Çil yavrularından çokluk ordular,
Kâbeyi yıkmaya geliyordular. Önlerinde
bir fil vardı, kocaman... Ot bitmez
çöllerde bir sel ki, yaman. Kureyş,
yeryüzünde en soylu oymak, İbrahim
Peygamber neslinden yumak,
Dağlara çekildi hâli görünce. Ev,
Allah'ın Evi, bütün düşünce... Dediler:
Kâbeye sahibi kefil! Birden birşey oldu,
yere çöktü fil.
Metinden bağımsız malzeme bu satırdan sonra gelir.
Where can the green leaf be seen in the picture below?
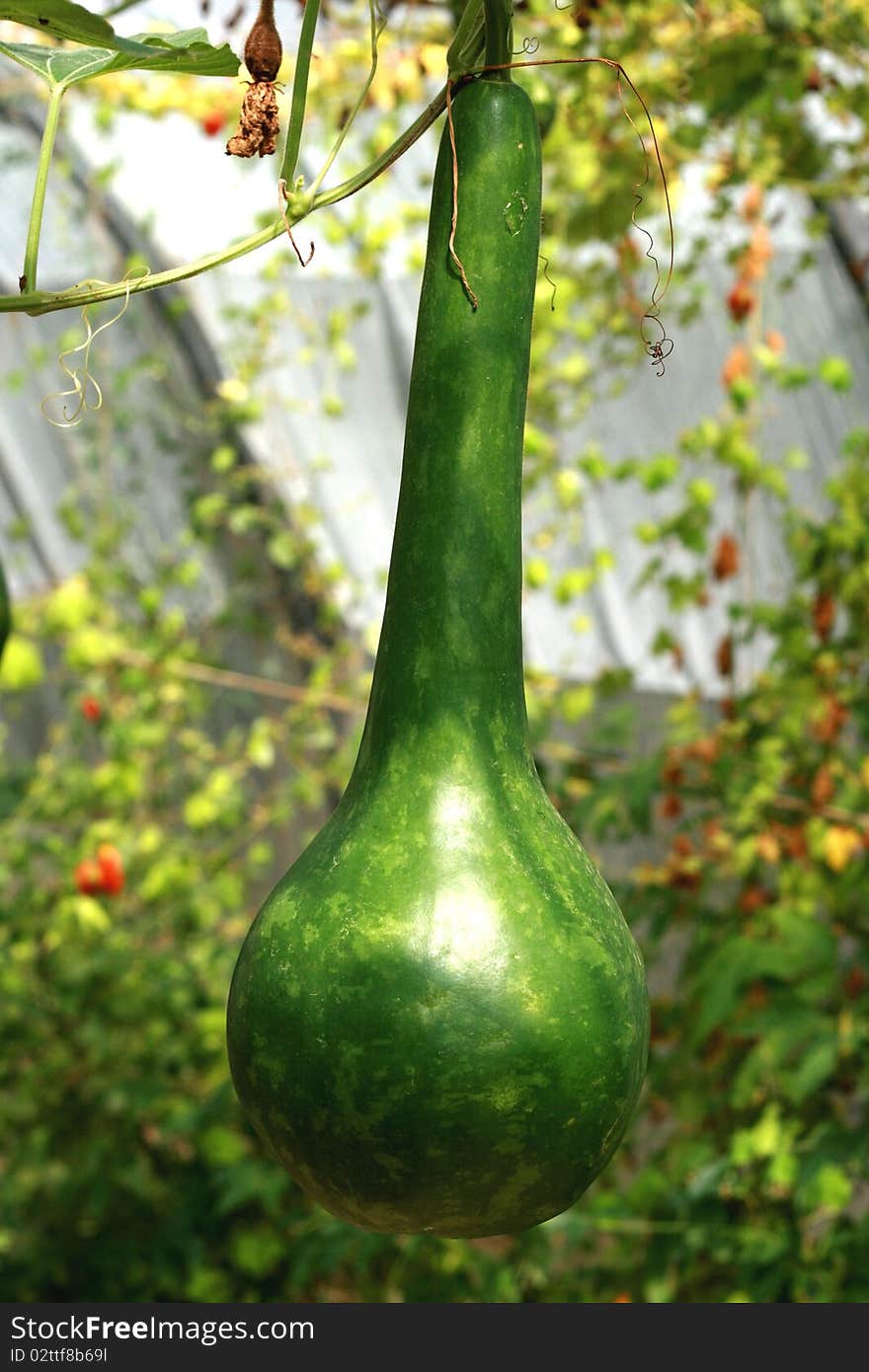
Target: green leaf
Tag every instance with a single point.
(189, 51)
(63, 20)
Ebabil kuşları... Gök
benek benek... Olur... Elverir ki, Allah
ol desin: Küçük serçe koca kartalı
yesin! Derya derya ahenk,
dalgalarında, Minicik birer taş,
gagalarında, Düşmanın üstüne kuşlar
üşüştü. Her taş bir askerin başına
düştü. Ölen, kaçan, çığlık, nâra,
kıyamet! Keremli Mekke'de, derken
selâmet... Fil tarihi, işte oluş, sene bir!
Bindörtyüz şu kadar evvel, gene bir!